Individualismo – Para o comandante da Ciptran (Companhia Independente de Policiamento e Trânsito da Capital), capitão Paulo Rogério de Carvalho, as mortes resultam da imprudência aliada ao excesso de velocidade. “As pessoas são muito individualistas e acabam cometendo imprudências. Ultrapassam indevidamente ou aceleram o carro para poder passar pelo sinal”, exemplifica.

Carvalho acredita que a saída é a realização de campanhas educativas. “A educação a única forma de conscientizar o cidadão”. Ele conta que dos acidentes envolvendo motociclistas, em 70% dos casos o piloto se acidenta sozinho – perdendo o equilíbrio ou colidindo com um poste, por exemplo; 85% das colisões ocorrem em vias sinalizadas. “Essas são ações que acabam fugindo do nosso alcance, já que quem pode evitar é justamente o motorista”.

Para tentar educar o condutor, a Ciptran promove diversas ações nas vias de Campo Grande. Até 25 de janeiro ocorre o ‘Verão Alerta’, com objetivo de verificar a manutenção dos veículos.
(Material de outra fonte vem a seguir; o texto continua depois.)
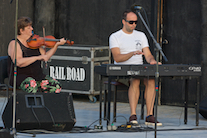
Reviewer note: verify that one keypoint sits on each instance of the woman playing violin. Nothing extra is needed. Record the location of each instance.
(30, 77)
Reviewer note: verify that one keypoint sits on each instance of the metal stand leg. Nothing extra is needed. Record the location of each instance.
(186, 101)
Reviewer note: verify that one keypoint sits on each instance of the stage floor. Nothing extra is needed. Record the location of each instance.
(87, 113)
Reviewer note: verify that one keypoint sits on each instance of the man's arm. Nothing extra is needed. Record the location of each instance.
(148, 56)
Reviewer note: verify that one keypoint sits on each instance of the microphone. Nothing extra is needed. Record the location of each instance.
(135, 8)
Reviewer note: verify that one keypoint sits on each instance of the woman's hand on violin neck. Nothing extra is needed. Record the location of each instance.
(43, 57)
(61, 42)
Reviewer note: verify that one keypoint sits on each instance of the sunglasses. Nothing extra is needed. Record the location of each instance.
(131, 22)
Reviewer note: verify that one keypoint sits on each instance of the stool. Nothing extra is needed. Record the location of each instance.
(115, 84)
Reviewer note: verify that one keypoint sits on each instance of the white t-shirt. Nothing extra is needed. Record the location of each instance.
(129, 43)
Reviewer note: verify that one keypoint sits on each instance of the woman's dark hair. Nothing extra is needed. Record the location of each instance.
(23, 22)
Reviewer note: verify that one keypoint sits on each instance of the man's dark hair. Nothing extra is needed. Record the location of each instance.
(125, 13)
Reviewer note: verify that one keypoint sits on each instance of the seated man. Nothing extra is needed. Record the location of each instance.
(127, 46)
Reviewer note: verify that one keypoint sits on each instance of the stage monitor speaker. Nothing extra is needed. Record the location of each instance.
(203, 107)
(48, 111)
(5, 134)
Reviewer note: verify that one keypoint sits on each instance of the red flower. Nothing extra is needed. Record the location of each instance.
(26, 86)
(33, 83)
(43, 83)
(57, 90)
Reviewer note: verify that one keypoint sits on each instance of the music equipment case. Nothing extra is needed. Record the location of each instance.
(48, 111)
(73, 67)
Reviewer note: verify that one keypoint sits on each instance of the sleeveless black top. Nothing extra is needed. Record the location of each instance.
(33, 70)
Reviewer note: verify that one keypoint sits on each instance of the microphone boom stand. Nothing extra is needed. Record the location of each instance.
(13, 129)
(158, 49)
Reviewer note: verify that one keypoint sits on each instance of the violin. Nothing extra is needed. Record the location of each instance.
(35, 41)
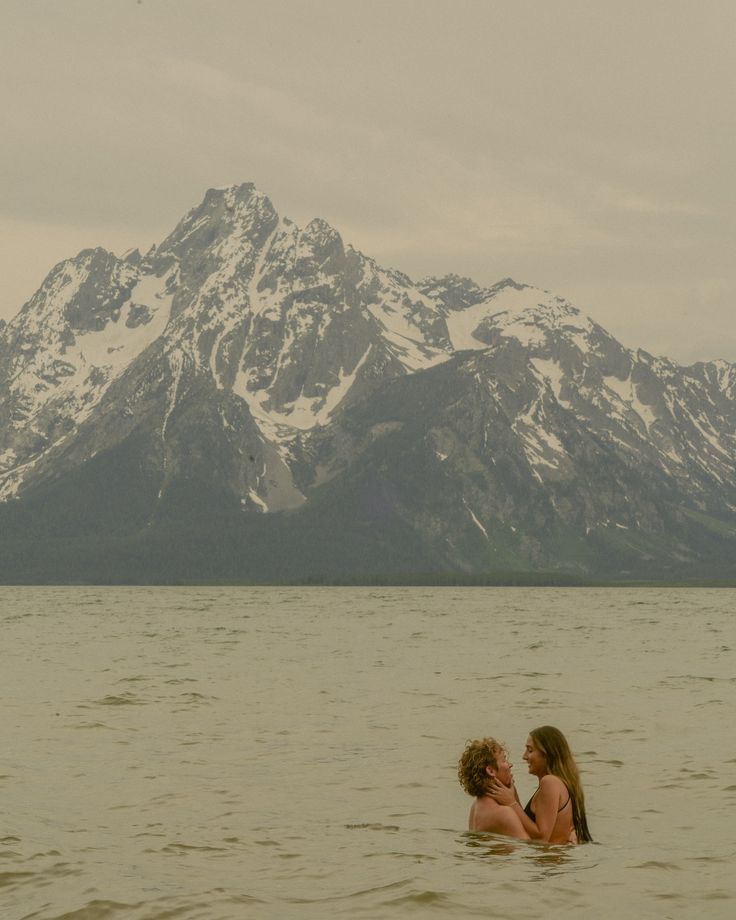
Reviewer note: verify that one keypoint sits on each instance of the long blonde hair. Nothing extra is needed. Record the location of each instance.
(560, 762)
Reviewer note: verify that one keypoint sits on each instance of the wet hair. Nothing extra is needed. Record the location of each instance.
(560, 762)
(471, 768)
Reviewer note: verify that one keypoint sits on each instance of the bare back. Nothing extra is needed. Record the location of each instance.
(487, 816)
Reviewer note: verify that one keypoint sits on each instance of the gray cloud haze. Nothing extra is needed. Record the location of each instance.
(585, 147)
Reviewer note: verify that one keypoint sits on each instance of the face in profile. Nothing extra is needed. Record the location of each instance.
(503, 769)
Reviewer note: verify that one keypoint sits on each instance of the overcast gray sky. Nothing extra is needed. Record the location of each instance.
(587, 147)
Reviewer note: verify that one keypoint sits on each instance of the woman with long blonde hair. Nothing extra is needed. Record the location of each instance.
(556, 811)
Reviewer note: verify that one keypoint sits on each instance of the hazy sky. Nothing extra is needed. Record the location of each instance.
(585, 146)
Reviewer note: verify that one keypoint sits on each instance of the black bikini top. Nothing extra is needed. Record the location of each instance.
(528, 810)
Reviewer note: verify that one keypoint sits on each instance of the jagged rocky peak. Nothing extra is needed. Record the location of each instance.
(82, 293)
(453, 291)
(237, 212)
(320, 249)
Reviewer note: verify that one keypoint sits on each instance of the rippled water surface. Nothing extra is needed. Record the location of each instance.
(238, 752)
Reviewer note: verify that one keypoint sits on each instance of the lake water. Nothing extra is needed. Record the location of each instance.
(218, 753)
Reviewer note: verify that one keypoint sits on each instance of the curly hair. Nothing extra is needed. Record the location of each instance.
(471, 768)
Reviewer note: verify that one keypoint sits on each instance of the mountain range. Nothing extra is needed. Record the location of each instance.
(251, 401)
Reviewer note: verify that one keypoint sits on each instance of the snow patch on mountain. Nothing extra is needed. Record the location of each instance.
(627, 393)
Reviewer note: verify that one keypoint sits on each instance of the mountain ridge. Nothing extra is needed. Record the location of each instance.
(278, 366)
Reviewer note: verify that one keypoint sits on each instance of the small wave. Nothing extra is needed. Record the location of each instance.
(122, 699)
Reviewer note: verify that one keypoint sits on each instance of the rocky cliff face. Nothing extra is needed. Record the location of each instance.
(453, 427)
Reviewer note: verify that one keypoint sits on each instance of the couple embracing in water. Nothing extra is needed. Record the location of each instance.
(556, 811)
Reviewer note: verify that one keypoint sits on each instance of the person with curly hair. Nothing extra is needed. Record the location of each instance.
(483, 762)
(556, 811)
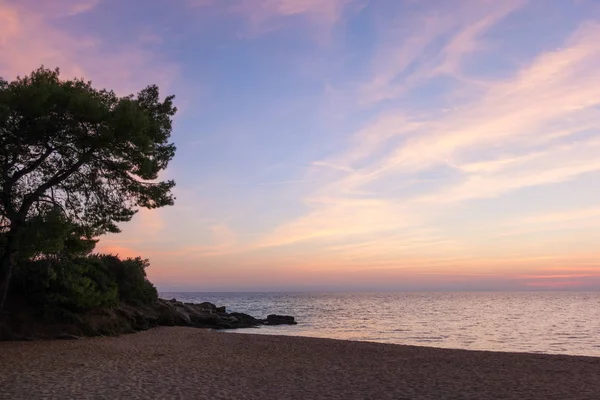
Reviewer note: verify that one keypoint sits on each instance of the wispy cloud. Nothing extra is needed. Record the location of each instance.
(264, 16)
(27, 25)
(512, 133)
A partir de 15 de fevereiro a companhia se volta para o Moto Road e na seqüência retoma o PARA (Programa para Redução de Acidentes) – que distribui policiais ao longo das vias mais perigosas e promove ações educativas.

“Essas campanhas servem para verificar o aspecto legal do código e o problema maior, o aspecto emocional, que precisa ser trabalhado”.

Homicídios – Depois dos acidentes de trânsito, o homicídio por arma de fogo é o mais presente entre os registros de mortes no IML. Foram 151 em 2004 e 146 em 2005 – naqueles em que foi especificado o tipo de morte. Se incluídos os óbitos sem detalhamento, por espancamento e esfaqueamento, os dados de 2004 sobem para 226 e, de 2005, para 228.

Muitas mortes ocorrem por motivos banais ou mesmo atingem inocentes. É o caso de Jader Dias Pereira de Souza, 19 anos, assassinado com dois tiros na cabeça após sair do colégio no dia 20 de abril do ano passado, no bairro Campo Belo. “Se o meu filho fosse bandido talvez eu ficasse em paz, mas eu não tenho paz e o bandido que o matou está solto”, relata, transtornada, a mãe Marilza Pereira, 38 anos.

Os garotos que o mataram pretendiam atingir outro rapaz, devido a uma rixa. O alvo da perseguição teria fugido e Souza acabou sendo morto. “Ele estava no terceiro ano, ia fazer vestibular para Educação Física”, relembra Marilza. “Eu não quero vingança, só quero que o bandido pague o que fez”, reitera. “Enquanto isso a gente vai esperando. Mas Deus vai parar essa injustiça”.

Ela conta que o autor dos disparos, Rosimiro Mendes, de 26 anos, mora na região e está solto. Ele já foi denunciado à Justiça.

Em 2005, 78 dos assassinatos por arma de fogo envolveram menores de 29 anos. A maioria das vítimas tinha entre 14 a 22 anos.

*Todos os dados do IML estão registrados em um livro. Algumas mortes ocorrem em cidades vizinhas, como Terenos e Bandeirantes, e os corpos passam por necropsia na Capital, porém a maioria é de Campo Grande. Nem todo os registros especificam a causa da morte. A reportagem foi baseada no número de casos que continham especificação.